Edinburgh Research Explorer

CT Image datasets for highdose 16A2XXX and 16A3XXX


Related Edinburgh Organisations

PublisherEdinburgh DataShare
Date made available16 Dec 2019


High dose microCT does not contribute towards improved microPET/CT image quantitative accuracy and can limit longitudinal scanning of small animals ABSTRACT Obtaining accurate quantitative measurements in preclinical Positron Emission Tomography/Computed Tomography (PET/CT) imaging is of paramount importance in biomedical research and helps supporting efficient translation of preclinical results to the clinic.
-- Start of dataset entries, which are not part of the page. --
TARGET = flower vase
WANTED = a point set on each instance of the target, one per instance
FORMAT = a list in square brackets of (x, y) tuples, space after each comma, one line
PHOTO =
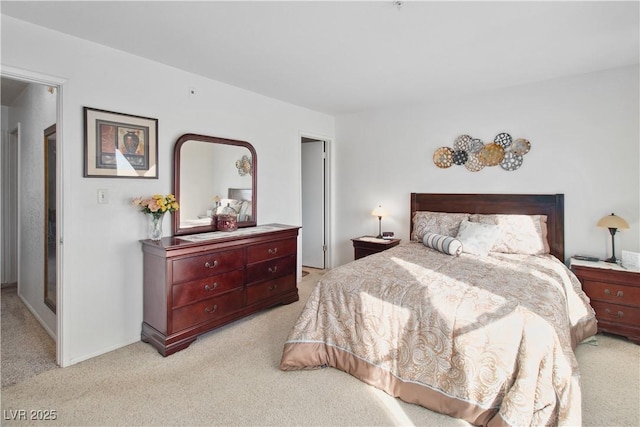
[(155, 225)]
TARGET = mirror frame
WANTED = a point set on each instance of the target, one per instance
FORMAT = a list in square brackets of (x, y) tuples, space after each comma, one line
[(50, 233), (177, 231)]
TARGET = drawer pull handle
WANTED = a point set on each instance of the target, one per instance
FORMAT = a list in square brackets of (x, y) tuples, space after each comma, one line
[(618, 314), (208, 287), (618, 294)]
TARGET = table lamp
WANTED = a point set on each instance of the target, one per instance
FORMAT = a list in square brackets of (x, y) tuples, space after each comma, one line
[(379, 212), (613, 223)]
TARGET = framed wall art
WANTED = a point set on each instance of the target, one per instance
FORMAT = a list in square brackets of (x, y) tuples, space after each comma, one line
[(120, 145)]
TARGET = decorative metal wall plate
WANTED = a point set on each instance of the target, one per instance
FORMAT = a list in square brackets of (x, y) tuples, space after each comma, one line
[(520, 146), (491, 155), (473, 163), (503, 139), (475, 145), (462, 143), (443, 157), (475, 154), (511, 161), (460, 157)]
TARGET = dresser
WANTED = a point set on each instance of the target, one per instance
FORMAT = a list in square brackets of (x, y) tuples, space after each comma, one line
[(614, 292), (196, 283)]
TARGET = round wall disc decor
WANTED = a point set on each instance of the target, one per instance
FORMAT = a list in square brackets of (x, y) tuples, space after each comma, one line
[(520, 146), (462, 143), (475, 155), (491, 154), (460, 157), (475, 145), (511, 161), (503, 139), (443, 157), (473, 163)]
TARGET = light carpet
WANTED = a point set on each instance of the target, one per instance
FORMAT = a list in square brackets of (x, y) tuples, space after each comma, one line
[(27, 349), (230, 376)]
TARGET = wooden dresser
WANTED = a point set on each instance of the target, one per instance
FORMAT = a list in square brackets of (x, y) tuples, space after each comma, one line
[(615, 296), (193, 284)]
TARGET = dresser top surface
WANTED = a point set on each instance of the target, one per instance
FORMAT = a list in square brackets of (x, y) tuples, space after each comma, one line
[(174, 242)]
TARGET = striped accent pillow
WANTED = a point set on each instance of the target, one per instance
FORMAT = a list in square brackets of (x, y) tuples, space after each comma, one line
[(445, 244)]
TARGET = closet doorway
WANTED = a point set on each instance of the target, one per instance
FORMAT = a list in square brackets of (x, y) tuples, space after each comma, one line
[(315, 203), (31, 199)]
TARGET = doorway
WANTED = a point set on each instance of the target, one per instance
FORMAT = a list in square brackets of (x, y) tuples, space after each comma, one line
[(315, 203), (31, 104)]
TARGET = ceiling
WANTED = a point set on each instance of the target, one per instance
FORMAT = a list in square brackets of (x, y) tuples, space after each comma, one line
[(342, 57)]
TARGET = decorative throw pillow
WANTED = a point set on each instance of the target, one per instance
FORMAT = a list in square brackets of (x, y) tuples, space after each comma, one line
[(445, 244), (444, 223), (477, 238), (519, 234)]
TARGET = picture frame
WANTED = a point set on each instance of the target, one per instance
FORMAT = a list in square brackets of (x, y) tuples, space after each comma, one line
[(119, 145)]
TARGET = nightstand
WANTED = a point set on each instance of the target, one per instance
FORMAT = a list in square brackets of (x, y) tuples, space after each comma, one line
[(367, 245), (614, 292)]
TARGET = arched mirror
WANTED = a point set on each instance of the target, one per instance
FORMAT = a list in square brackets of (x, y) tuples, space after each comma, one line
[(210, 173)]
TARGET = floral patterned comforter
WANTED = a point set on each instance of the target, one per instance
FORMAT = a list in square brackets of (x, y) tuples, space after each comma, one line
[(489, 340)]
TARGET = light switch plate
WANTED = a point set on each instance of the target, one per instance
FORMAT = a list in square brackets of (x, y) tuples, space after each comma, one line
[(103, 196), (631, 259)]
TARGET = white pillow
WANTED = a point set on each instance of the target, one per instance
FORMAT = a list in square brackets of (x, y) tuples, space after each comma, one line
[(477, 238), (445, 244), (444, 223), (519, 234)]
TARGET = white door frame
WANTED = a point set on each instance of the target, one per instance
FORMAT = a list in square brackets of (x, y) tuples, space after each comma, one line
[(327, 192), (57, 83)]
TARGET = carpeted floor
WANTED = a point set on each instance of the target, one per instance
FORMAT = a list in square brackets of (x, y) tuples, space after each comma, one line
[(230, 377), (27, 349)]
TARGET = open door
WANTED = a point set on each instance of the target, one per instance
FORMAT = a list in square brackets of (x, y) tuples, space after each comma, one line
[(314, 189)]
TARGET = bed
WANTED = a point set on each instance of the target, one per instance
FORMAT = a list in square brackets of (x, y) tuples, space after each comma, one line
[(485, 337)]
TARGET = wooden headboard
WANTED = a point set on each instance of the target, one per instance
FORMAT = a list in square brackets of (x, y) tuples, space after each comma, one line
[(551, 205)]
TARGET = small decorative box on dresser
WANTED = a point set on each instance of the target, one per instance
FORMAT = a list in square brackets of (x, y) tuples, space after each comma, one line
[(195, 283), (615, 296), (366, 245)]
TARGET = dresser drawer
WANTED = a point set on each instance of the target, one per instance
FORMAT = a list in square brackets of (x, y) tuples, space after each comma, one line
[(189, 292), (612, 292), (615, 313), (207, 310), (261, 291), (209, 264), (271, 250), (270, 269)]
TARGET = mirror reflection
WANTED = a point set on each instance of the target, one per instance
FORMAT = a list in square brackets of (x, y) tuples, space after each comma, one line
[(211, 174)]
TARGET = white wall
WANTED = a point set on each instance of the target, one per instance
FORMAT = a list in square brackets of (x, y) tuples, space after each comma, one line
[(101, 257), (35, 110), (585, 144)]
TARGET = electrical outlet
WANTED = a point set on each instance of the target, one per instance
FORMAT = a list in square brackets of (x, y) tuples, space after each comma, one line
[(103, 196)]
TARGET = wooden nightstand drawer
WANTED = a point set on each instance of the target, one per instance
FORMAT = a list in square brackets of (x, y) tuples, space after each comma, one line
[(365, 246), (620, 314), (612, 292)]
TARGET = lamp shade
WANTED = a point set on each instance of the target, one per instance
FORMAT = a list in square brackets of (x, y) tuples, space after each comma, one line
[(379, 212), (613, 221)]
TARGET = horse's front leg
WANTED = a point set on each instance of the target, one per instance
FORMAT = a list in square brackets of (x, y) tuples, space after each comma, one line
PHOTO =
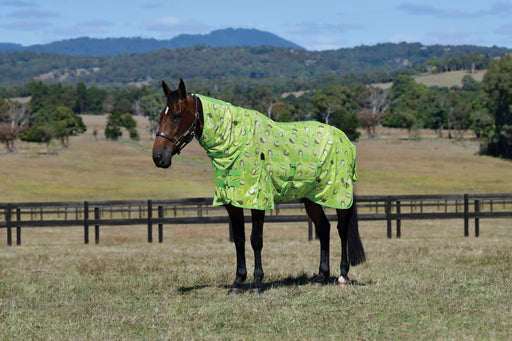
[(258, 217), (322, 227), (236, 216)]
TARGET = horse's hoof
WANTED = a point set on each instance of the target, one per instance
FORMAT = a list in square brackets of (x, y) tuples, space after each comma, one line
[(320, 280), (255, 291), (342, 281), (235, 291)]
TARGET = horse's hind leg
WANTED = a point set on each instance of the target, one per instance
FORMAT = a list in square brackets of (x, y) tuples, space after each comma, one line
[(343, 233), (322, 227), (236, 216), (258, 217)]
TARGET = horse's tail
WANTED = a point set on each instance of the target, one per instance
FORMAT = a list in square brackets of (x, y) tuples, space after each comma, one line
[(356, 253)]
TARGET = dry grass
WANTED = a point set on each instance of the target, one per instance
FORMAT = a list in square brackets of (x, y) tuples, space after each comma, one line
[(93, 169), (431, 284), (444, 79)]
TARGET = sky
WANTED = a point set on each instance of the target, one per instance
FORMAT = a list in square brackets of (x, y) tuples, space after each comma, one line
[(314, 24)]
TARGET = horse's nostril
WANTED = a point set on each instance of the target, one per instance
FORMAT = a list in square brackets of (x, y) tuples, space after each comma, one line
[(157, 157)]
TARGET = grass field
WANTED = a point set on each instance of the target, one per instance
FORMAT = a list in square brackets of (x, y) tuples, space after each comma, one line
[(444, 79), (430, 284)]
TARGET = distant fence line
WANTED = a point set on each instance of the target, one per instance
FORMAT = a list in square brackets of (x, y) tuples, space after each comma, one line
[(151, 213)]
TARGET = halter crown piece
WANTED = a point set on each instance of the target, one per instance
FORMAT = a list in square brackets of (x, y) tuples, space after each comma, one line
[(187, 136)]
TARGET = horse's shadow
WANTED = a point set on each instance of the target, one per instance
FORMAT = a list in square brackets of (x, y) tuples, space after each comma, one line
[(291, 281)]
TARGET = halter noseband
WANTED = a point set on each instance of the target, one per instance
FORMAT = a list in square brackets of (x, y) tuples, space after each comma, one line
[(187, 136)]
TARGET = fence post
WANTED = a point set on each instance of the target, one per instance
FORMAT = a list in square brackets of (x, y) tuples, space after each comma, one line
[(466, 215), (160, 225), (150, 221), (18, 228), (398, 222), (86, 222), (477, 219), (96, 226), (8, 221), (388, 216)]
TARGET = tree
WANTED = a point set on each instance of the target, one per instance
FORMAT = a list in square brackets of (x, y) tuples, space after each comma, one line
[(116, 121), (13, 117), (150, 106), (375, 104), (497, 86), (53, 122)]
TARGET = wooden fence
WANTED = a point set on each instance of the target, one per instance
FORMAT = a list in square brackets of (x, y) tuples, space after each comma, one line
[(149, 213)]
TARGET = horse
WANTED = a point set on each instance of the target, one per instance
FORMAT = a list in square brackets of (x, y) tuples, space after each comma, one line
[(258, 162)]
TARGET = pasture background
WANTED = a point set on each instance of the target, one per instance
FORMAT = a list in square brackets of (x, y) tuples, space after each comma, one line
[(431, 284)]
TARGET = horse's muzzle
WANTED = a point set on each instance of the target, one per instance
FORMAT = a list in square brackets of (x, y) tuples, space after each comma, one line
[(162, 160)]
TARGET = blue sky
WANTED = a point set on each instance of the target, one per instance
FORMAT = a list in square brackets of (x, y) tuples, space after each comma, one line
[(313, 24)]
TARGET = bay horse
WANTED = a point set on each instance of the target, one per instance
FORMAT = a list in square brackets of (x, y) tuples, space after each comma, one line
[(258, 162)]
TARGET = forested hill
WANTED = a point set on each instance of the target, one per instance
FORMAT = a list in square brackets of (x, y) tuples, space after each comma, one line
[(114, 46), (273, 64)]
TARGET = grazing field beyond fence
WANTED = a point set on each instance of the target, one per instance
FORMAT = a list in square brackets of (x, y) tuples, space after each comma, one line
[(200, 211), (433, 283)]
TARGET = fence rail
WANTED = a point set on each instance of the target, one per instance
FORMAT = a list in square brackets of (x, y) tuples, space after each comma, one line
[(151, 213)]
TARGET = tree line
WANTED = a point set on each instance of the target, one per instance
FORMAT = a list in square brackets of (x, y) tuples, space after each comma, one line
[(481, 107)]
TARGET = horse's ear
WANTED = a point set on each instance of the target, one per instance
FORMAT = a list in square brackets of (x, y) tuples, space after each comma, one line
[(167, 91), (182, 90)]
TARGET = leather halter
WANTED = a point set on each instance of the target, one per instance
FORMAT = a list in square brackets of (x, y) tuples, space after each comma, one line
[(187, 136)]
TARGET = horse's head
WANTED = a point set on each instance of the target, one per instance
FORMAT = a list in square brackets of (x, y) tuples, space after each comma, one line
[(179, 123)]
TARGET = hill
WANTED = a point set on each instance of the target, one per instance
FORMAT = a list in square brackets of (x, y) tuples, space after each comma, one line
[(86, 46), (295, 69)]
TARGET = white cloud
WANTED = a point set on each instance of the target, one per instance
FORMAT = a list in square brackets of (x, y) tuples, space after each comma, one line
[(170, 23)]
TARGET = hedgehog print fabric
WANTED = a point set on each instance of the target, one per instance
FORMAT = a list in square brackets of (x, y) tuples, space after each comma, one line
[(258, 162)]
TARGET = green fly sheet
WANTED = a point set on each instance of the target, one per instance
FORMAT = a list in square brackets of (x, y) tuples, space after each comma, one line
[(258, 162)]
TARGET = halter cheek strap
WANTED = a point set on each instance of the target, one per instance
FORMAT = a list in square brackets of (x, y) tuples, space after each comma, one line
[(187, 136)]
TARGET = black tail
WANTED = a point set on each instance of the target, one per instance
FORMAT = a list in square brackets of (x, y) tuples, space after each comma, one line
[(356, 253)]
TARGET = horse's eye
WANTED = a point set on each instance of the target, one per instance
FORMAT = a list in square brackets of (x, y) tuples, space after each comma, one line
[(176, 117)]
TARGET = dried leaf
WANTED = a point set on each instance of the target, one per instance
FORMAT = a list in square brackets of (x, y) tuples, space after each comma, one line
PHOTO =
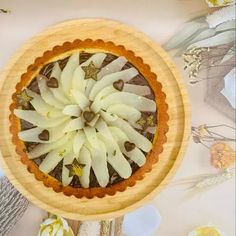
[(231, 53)]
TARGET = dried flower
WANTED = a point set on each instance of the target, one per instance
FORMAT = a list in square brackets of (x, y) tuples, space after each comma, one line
[(213, 180), (205, 133), (55, 225), (193, 61), (222, 156)]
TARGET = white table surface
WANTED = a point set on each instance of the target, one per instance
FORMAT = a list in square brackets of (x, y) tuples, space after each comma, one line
[(159, 19)]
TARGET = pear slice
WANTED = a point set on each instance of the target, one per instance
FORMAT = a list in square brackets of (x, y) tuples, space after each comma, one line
[(54, 157), (115, 157), (47, 147), (99, 162), (107, 80), (124, 111), (67, 160), (78, 142), (137, 89), (96, 105), (74, 124), (85, 158), (72, 110), (80, 98)]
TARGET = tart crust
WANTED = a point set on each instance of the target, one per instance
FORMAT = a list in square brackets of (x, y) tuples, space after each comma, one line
[(159, 139)]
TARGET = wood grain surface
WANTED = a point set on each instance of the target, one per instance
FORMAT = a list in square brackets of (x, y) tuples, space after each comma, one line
[(177, 136)]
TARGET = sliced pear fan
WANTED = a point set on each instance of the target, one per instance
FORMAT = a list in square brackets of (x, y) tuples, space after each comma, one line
[(54, 157), (99, 163), (108, 116), (137, 89), (112, 67), (85, 158), (74, 124), (80, 98), (135, 155), (96, 105), (89, 85), (135, 137), (91, 136), (36, 119), (67, 160), (116, 159), (72, 110), (67, 73), (124, 111), (138, 102), (78, 142), (47, 147), (47, 95), (107, 80)]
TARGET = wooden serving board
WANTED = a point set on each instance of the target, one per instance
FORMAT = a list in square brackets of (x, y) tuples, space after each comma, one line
[(177, 136)]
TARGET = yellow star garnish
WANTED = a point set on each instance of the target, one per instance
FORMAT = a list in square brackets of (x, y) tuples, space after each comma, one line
[(91, 71), (149, 121), (62, 153), (23, 99), (75, 168)]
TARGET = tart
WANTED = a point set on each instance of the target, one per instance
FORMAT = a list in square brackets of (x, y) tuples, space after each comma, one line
[(89, 118)]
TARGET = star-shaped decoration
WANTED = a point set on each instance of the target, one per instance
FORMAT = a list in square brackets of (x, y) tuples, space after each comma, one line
[(91, 71), (23, 99), (75, 168), (144, 123)]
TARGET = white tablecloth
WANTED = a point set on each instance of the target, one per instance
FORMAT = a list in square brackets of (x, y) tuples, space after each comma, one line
[(159, 19)]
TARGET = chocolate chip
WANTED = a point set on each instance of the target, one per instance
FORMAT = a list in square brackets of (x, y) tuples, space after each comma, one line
[(129, 146), (52, 83), (89, 115), (119, 85), (44, 135)]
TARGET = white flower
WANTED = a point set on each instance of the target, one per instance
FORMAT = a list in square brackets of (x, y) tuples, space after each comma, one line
[(223, 15), (55, 226)]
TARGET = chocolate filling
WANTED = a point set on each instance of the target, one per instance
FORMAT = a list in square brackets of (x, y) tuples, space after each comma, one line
[(57, 172)]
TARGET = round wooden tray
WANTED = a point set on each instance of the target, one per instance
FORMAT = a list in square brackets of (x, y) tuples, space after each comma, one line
[(177, 136)]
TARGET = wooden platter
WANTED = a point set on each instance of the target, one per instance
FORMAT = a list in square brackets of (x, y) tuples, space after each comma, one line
[(177, 136)]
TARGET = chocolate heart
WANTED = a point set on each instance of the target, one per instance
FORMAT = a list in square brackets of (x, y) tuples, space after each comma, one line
[(52, 83), (129, 146), (44, 135), (89, 115), (119, 85)]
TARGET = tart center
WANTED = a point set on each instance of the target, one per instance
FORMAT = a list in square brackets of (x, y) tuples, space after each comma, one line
[(87, 117)]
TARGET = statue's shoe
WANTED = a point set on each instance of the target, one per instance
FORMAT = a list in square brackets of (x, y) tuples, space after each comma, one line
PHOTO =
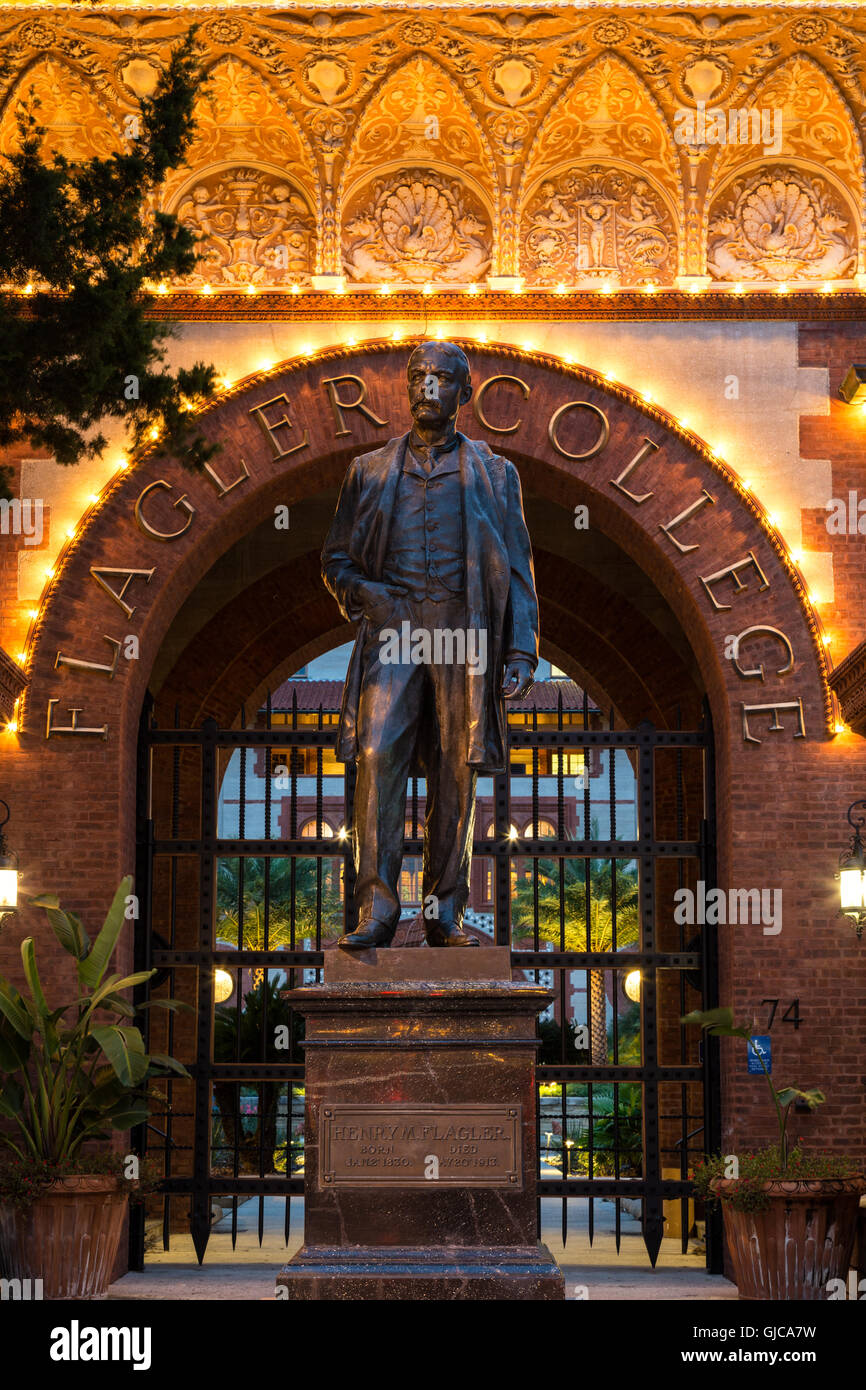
[(448, 934), (366, 936)]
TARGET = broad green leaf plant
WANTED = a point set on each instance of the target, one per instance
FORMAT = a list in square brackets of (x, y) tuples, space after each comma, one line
[(720, 1023), (78, 1070)]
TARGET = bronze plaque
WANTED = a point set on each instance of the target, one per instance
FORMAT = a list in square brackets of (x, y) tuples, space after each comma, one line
[(420, 1146)]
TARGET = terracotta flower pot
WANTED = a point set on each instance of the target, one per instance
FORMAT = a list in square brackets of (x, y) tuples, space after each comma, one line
[(67, 1237), (801, 1241)]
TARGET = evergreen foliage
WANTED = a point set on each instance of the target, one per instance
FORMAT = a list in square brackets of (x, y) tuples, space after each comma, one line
[(88, 238)]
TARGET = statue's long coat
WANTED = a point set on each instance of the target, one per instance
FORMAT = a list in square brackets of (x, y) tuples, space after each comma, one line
[(499, 578)]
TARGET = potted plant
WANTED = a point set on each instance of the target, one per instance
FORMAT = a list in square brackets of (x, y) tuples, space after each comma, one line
[(790, 1216), (70, 1075)]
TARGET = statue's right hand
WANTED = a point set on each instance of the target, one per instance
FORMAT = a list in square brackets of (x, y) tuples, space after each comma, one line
[(381, 602)]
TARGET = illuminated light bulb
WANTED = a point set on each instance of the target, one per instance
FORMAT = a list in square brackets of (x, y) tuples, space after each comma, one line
[(224, 986)]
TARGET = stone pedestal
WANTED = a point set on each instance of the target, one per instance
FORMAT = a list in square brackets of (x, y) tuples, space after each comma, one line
[(420, 1130)]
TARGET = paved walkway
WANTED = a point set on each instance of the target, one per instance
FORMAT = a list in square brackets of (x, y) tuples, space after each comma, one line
[(592, 1271)]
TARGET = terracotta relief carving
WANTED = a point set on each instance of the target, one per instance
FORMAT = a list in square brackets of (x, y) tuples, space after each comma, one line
[(780, 225), (417, 227), (595, 225), (257, 230)]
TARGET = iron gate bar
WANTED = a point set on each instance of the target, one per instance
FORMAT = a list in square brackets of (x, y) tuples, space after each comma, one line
[(530, 959), (513, 849), (200, 1203), (567, 737), (502, 852)]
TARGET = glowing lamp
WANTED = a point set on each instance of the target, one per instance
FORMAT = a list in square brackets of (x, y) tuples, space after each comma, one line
[(631, 986), (852, 873), (9, 870), (224, 986)]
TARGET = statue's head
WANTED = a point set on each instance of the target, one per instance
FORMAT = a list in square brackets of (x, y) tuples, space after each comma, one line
[(439, 382)]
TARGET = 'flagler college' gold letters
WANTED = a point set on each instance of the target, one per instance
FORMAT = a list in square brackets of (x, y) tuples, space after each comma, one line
[(738, 573)]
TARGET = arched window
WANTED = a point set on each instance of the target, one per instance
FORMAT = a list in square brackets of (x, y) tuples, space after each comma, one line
[(412, 870)]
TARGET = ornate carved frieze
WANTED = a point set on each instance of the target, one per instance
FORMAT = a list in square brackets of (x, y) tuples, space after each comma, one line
[(848, 683), (499, 109), (255, 228), (598, 224), (781, 224), (417, 227), (11, 683)]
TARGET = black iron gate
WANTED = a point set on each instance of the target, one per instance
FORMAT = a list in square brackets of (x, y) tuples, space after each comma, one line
[(242, 875)]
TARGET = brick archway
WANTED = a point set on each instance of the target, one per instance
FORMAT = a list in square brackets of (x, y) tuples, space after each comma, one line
[(679, 516)]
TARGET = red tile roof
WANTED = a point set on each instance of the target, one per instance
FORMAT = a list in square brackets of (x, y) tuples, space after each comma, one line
[(328, 694)]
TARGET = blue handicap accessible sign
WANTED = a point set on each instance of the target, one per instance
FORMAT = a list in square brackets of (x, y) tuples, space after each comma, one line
[(763, 1047)]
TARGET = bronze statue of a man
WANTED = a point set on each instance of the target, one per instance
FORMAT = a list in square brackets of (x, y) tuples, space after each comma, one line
[(428, 548)]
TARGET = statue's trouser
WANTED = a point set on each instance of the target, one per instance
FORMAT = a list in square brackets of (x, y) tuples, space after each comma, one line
[(399, 702)]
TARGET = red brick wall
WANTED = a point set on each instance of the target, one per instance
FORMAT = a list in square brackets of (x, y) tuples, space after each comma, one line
[(780, 806)]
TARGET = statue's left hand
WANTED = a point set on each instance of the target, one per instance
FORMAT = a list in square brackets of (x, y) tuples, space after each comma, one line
[(517, 680)]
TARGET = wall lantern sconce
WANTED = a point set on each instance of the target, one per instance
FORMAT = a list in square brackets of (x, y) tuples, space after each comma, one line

The purpose of this study was two-fold: (1) to investigate the effects of different CT acquisition protocols on PET/CT image quality and data quantification; and (2) to evaluate the absorbed dose associated with varying CT parameters. Methods: An air/water quality control CT phantom, tissue equivalent material phantom, an in-house 3D printed phantom and an image quality PET/CT phantom were imaged using a Mediso nanoPET/CT scanner. Collected data was analyzed using PMOD software, VivoQuant software and National Electric Manufactures Association (NEMA) software implemented by Mediso. Measured Hounsfield Unit (HU) in collected CT images were compared to the known HU values and image noise was quantified. PET recovery coefficients (RC), uniformity and quantitative bias were also measured. Results: Only less than 2% and 1% of CT acquisition protocols yielded water HU values of less than -80 and air HU values of less than -840, respectively. Four out of eleven CT protocols resulted in more than 100 mGy absorbed dose. Different CT protocols did not impact PET uniformity and RC, and resulted in less than 4% overall bias relative to expected radioactive concentration. Conclusion: Preclinical CT protocols with increased exposure times can result in high absorbed doses to the small animals. These should be avoided, as they do not contributed towards improved microPET/CT image quantitative accuracy and could limit longitudinal scanning of small animals.